I’m in a bit of a rut. I don’t know what I want to make, I just know that I want something new, novel, life-changing and perfect. Effortless but not mindless. Beautiful but not attention-hogging. Intricate but not fiddly. Easy to memorise but not mind-numbing. In short, I want something I can’t have and I don’t know what I want to do about it. I’ve been here before, and I’m not going to panic. It’s a post-project fatigue. I worked hard and long on M’s Urban Aran and it was a fantastic project: it had all the qualities that I’ve listed above, and that’s a rare and beautiful thing.

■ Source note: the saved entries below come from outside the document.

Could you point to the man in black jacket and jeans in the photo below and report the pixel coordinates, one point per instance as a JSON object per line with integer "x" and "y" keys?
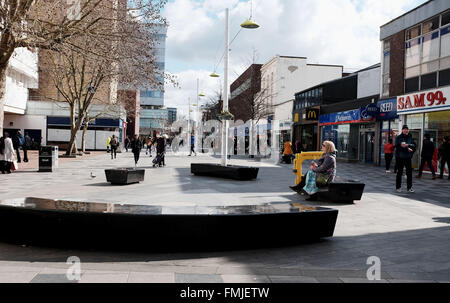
{"x": 404, "y": 150}
{"x": 427, "y": 156}
{"x": 444, "y": 153}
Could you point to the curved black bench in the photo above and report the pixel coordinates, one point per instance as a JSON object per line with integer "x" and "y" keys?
{"x": 72, "y": 224}
{"x": 236, "y": 172}
{"x": 340, "y": 190}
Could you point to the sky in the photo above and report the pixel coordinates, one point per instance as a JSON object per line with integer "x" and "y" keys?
{"x": 341, "y": 32}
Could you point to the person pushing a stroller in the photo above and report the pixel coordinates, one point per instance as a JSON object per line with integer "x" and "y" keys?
{"x": 160, "y": 151}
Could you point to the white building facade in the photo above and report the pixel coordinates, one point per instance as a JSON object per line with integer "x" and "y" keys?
{"x": 282, "y": 77}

And now I feel like everything else is not nearly as nice. I’ve had this before (with reading, too, now that I think of it), and when I was a new knitter it would send me into a mild panic as I worried about being suddenly magically out of love with knitting (“but I’ve bought all this yarn!”). But with time and experience, I can say that the mojo will come back. It always does.

So I did what I usually do when I can’t think what I want to make: I cast on another pair of socks. I’ve got a lot of sock yarn. Not an obscene amount: I mean, when we’re packing our bug-out bags to escape the zombies, I’m not going to stand there costing us valuable time dithering about which one to grab; I’ll know right away, y’know? So it’s easy enough for me to shut my eyes and reach into the sock stash box (yes it has its own stash area, what’s with all the questions) and come out with something immediately interesting and satisfying. Not something that necessarily meets all my requirements, but definitely something I can begin working on right away and which will satisfy me a little bit. Start with a contrast toe, lots of little increases and then, huh, getting bored—whoa, switch it up! Time for the body colour. Spend a bit of time admiring the contrast toe against the body colour, and whoa! Time for the heel: contrast time again! And so it goes.

It may be the case that I’m astonishingly small-minded (I prefer “detail-oriented”) to find this small degree of variety deeply entertaining, but I’m okay with that (and so should you be). Don’t get me wrong, I’ve got plans: beautiful, cool, awesome plans involving fine gauge yarn and exceptional colour choices. Plans that are currently nebulous enough that I assume they will satisfy my every intellectual need when they come to pass. But for now, this sock is going to scratch the itch. I don’t know if I’ll come back to the ducky socks: they’re super cute, but is that enough? Wouldn’t I maybe prefer to use the very cool Cascade Fixation (an elastic/cotton blend) in a cool stripey pattern? These are questions for future me, who presumably will be more evolved and equipped to deal with such matters. For now, me and the contrast-toe sock are going to hang out and watch cartoons. Catchyer!